Et là, on sent que l'émission touche à sa fin, parce que les sujet les plus brûlants arrivent. Le premier de ces sujets concernent un "homme de l'ombre", en l'occurrence l'intendant des soirées de l'ambassadeur à Rome. Bon ben j'ai été déçue, y'avait pas de Ferrero Rochers. Alors de deux choses l'une : soit l'intendant est une chèvre et ses réceptions sont toujours pourries, soit la pub est mensongère, au quel cas on se demande ce que fout le BVP. En tout cas, moi je suis tombée de haut quand j'ai vu qu'il n'y avait pas de Ferrero Rocher chez l'ambassadeur.

Retour plateau, où on apprend que des téléspectateurs ont été choqués du caractère spartiate des cellules VIP, qui ont fait l'objet d'un reportage dans une précédente émission. Je n'ai eu qu'un commentaire, masqué par un tonitruant "J'te foutrais tout ça en taule" de Franpi. Cela dit, masqué ou pas, c'est pas grave, je disais la même chose…

Après ce révoltant intermède, c'est la troisième coupure pub de l'émission, qui annonce les reportages les plus chauds. Tiens, c'est marrant, la gamine qui joue dans cette pub pour de la soupe me dit quelque chose… Bon sang mais c'est bien sûr, c'est la morpionne qui joue avec Michel Leeb dans Madame Doubtfire et qu'on a vu au début de l'émission !

On revient sur le plateau, et, après un ridicule reportage sur la baraque tape à l'œil de Michel Leeb, on entre dans le vif du sujet, et ce avant 23 h et sans aucune signalétique CSA en bas de l'écran… Dans ce reportage "réservé aux adultes", pompeusement intitulé "Les esclaves sexuels", on entre dans un club SM de Paris, où sont vendus des hommes et des femmes aux enchères, le temps d'une petite gâterie. On apprend que dans ce club se rencontrent régulièrement des médecins, des PDG, des journalistes, des psys… ce qui fait dire à la patronne "Pourquoi des gens aussi socialement bien placés se prêtent-ils à ce jeu ?". Ben… parce que c'est leur truc ! Je ne savais pas que les pratiques sexuelles étaient soumises à critères sociaux !

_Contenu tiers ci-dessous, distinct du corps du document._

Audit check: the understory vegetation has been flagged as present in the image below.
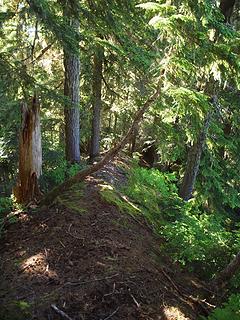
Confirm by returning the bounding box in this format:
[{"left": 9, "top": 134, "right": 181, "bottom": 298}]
[
  {"left": 101, "top": 163, "right": 240, "bottom": 320},
  {"left": 0, "top": 0, "right": 240, "bottom": 320}
]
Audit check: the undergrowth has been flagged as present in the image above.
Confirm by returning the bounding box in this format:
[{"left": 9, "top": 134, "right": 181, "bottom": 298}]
[
  {"left": 101, "top": 166, "right": 240, "bottom": 320},
  {"left": 201, "top": 294, "right": 240, "bottom": 320},
  {"left": 102, "top": 166, "right": 240, "bottom": 278}
]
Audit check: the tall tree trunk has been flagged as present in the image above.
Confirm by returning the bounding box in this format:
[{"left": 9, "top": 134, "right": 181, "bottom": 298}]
[
  {"left": 211, "top": 251, "right": 240, "bottom": 288},
  {"left": 40, "top": 81, "right": 162, "bottom": 205},
  {"left": 13, "top": 97, "right": 42, "bottom": 204},
  {"left": 179, "top": 112, "right": 212, "bottom": 201},
  {"left": 64, "top": 14, "right": 80, "bottom": 163},
  {"left": 90, "top": 45, "right": 104, "bottom": 160},
  {"left": 220, "top": 0, "right": 236, "bottom": 23}
]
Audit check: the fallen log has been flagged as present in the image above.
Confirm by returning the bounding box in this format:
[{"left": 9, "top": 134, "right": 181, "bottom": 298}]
[{"left": 40, "top": 81, "right": 161, "bottom": 205}]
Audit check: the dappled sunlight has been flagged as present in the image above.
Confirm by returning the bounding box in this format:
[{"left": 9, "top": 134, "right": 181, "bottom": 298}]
[
  {"left": 163, "top": 306, "right": 187, "bottom": 320},
  {"left": 20, "top": 249, "right": 57, "bottom": 278}
]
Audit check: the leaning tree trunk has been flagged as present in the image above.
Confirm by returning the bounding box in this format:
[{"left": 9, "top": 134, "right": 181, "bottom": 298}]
[
  {"left": 90, "top": 45, "right": 104, "bottom": 160},
  {"left": 219, "top": 0, "right": 236, "bottom": 23},
  {"left": 211, "top": 251, "right": 240, "bottom": 288},
  {"left": 64, "top": 14, "right": 80, "bottom": 163},
  {"left": 179, "top": 112, "right": 212, "bottom": 201},
  {"left": 40, "top": 81, "right": 162, "bottom": 205},
  {"left": 13, "top": 97, "right": 42, "bottom": 204}
]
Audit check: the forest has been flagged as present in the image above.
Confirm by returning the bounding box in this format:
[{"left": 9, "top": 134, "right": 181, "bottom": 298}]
[{"left": 0, "top": 0, "right": 240, "bottom": 320}]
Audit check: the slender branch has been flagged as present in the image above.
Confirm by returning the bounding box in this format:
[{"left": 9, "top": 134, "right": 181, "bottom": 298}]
[{"left": 40, "top": 80, "right": 162, "bottom": 205}]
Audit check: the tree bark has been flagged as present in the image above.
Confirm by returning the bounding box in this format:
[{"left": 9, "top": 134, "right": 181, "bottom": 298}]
[
  {"left": 211, "top": 251, "right": 240, "bottom": 288},
  {"left": 40, "top": 82, "right": 161, "bottom": 205},
  {"left": 179, "top": 112, "right": 212, "bottom": 201},
  {"left": 64, "top": 13, "right": 80, "bottom": 163},
  {"left": 13, "top": 96, "right": 42, "bottom": 204},
  {"left": 90, "top": 45, "right": 104, "bottom": 160}
]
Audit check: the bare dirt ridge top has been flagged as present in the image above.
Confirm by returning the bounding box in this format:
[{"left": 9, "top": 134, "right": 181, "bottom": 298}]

Ce reportage est, sur tout sa durée, totalement grotesque, ça sent le bidonnage à plein nez. Mais c'est pas grave, ça fait de l'audience ! Ce qui me fait délirer dans l'histoire, c'est que ce reportage était censé, je pense, être choquant. Et je dois reconnaître que j'ai été choquée, mais pas par le fond… Ce qui m'a scandalisée, ce ne sont pas les pratiques sexuelles de ces bourgeois parigots en quête de sensations fortes, ce sont les huées du public au retour plateau, huées encouragées par les animateurs et l'invité.